Kanker ontstaat wanneer sommige lichaamscellen ongecontroleerd gaan groeien en andere delen van het lichaam binnendringen. Het menselijk lichaam bestaat uit triljoenen cellen, en kanker kan vrijwel overal beginnen. Normaal gesproken delen menselijke cellen zich om nieuwe cellen te maken wanneer het lichaam dat nodig heeft, door te groeien en zich te vermenigvuldigen. Nieuwe cellen vervangen oude cellen wanneer deze verouderen of beschadigd raken.

Dit gecontroleerde mechanisme kan soms falen, waardoor beschadigde of abnormale cellen zich vermenigvuldigen en groeien wanneer dat niet zou moeten. Deze cellen kunnen tumoren vormen, die knobbels van weefsel zijn. Tumoren kunnen kwaadaardig of goedaardig zijn.

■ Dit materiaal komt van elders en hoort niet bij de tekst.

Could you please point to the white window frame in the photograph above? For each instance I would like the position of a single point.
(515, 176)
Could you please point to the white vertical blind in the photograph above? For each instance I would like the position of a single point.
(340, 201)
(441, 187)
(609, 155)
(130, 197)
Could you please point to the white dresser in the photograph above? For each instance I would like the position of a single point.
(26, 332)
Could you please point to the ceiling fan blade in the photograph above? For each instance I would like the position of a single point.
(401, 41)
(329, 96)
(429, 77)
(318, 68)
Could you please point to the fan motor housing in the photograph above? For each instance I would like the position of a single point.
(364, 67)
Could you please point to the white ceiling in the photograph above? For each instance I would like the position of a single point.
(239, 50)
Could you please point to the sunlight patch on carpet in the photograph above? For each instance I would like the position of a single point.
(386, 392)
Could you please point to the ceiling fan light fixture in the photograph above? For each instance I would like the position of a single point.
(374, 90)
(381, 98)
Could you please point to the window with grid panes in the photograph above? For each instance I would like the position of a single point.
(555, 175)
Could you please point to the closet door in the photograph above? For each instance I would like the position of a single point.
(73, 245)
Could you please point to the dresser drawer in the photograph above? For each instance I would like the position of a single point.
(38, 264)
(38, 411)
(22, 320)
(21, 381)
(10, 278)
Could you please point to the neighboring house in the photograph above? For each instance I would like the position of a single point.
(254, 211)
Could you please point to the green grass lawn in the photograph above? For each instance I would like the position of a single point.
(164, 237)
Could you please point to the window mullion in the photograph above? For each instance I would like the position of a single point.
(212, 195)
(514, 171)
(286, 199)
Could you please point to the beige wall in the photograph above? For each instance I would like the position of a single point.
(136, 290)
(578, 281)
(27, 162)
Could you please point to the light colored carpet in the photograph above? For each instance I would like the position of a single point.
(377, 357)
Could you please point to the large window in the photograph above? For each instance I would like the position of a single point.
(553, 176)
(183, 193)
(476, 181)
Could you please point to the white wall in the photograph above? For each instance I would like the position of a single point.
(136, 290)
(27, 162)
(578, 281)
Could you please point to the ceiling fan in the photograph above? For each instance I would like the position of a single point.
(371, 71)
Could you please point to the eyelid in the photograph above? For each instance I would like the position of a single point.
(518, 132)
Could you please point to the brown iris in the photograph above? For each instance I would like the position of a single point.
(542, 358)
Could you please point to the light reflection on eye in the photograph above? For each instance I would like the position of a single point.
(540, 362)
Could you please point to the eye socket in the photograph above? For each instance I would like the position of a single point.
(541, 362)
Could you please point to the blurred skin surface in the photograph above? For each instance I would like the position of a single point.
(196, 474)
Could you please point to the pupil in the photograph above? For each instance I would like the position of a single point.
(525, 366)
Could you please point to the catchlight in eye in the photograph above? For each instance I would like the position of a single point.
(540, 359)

Kankerachtige tumoren verspreiden zich naar nabijgelegen weefsels en kunnen naar verre delen van het lichaam reizen om nieuwe tumoren te vormen, een proces dat metastase wordt genoemd. Kwaadaardige tumoren worden ook wel maligne tumoren genoemd. Veel kankers vormen solide tumoren, maar bloedkankers, zoals leukemieën, doen dat meestal niet.

Goedaardige tumoren verspreiden zich niet naar nabijgelegen weefsels. Wanneer ze worden verwijderd, groeien goedaardige tumoren meestal niet terug, terwijl kankerachtige tumoren dat soms wel doen. Goedaardige tumoren kunnen echter soms behoorlijk groot worden en ernstige symptomen veroorzaken of levensbedreigend zijn, zoals goedaardige tumoren in de hersenen.